# Installing LGB 65003 sound unit in LGB Diesel Switcher



## nickpenn19 (Nov 2, 2009)

Hello everyone. I'm somewhat new to world of G-scale railroading. So far, I've taken the easy way out in adding sound to my layout. First there was a LGB mogul with sound preinstalled. Then I purchased an LGB sound tender for my PRR 2-4-0. I want to add sound to my other two locos (LGB diesel switcher and LGB forney). My layout is analog and I dont' see myself converting to DCC anytime soon.

I've decided to start with the diesel switcher. My thought is that the easiest way would be to use the LGB 65003 sound unit but I'm not sure if it will fit in the loco. Has anyone ever accomplished this install? Should I go a different route such as using Phoenix sound?

Thanks so much for y'all's help!


----------



## adelmo (Jan 2, 2008)

I installed a Phoenix sound unit and LGB decoder in my SVR cat switcher. The speaker was a Phoenix O gauge size and located in the cab roof. The sound is booming and capable for outdoor and analog operation. Highly recommend this setup. 

I don't think the LGB sound/speaker unit would fit but not certain. The Forney is a very tight and difficult install for any sound. 

Good Luck and keep us posted. 

Alan


----------



## nickpenn19 (Nov 2, 2009)

Thanks Alan. 

Looking like Phoenix is the way to go in the forney. For the diesel, how difficult was the install? I may add the diesel sound to a trailing car just to avoid the headache! 

Nick


----------



## Dan Pierce (Jan 2, 2008)

Which Diesel? 

The older 2063 D&RGW has lots of room. Newer version is tight due to the new weights used (no lead for weight anymore). 
On mine, I cut the grill and placed a speaker behind the grill with a brass colored mesh. A square speaker fit perfectly on the rear of the grill. 
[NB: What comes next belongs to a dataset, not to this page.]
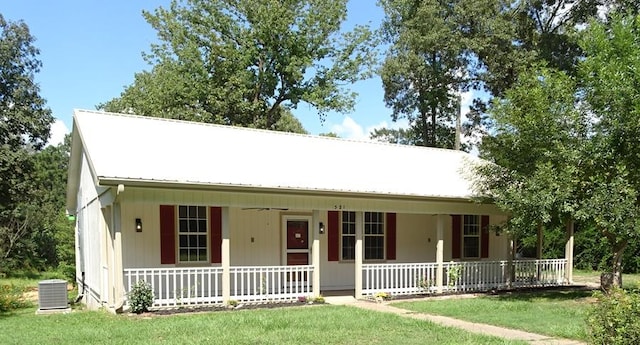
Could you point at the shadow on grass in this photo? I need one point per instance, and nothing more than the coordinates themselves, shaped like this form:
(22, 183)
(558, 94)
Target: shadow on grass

The Forney sound (2k2 wit speaker and battery) from Phoenix sound fits nicely in the fuel box as do the switch and programming jack(both are on the bottom of mine). 
I have installed these in several forneys for friends. 

PS, retail price wise, the Phoenix and the LGB are similiar in price, but the Phoenix has many programmable features and can be reprogrammed to another engine if desired. LGB 6500x series is fixed sound and you must but the reed switches and power backup caps separately which places the cost if you need these above the phoenix. Both have DCC capability.


----------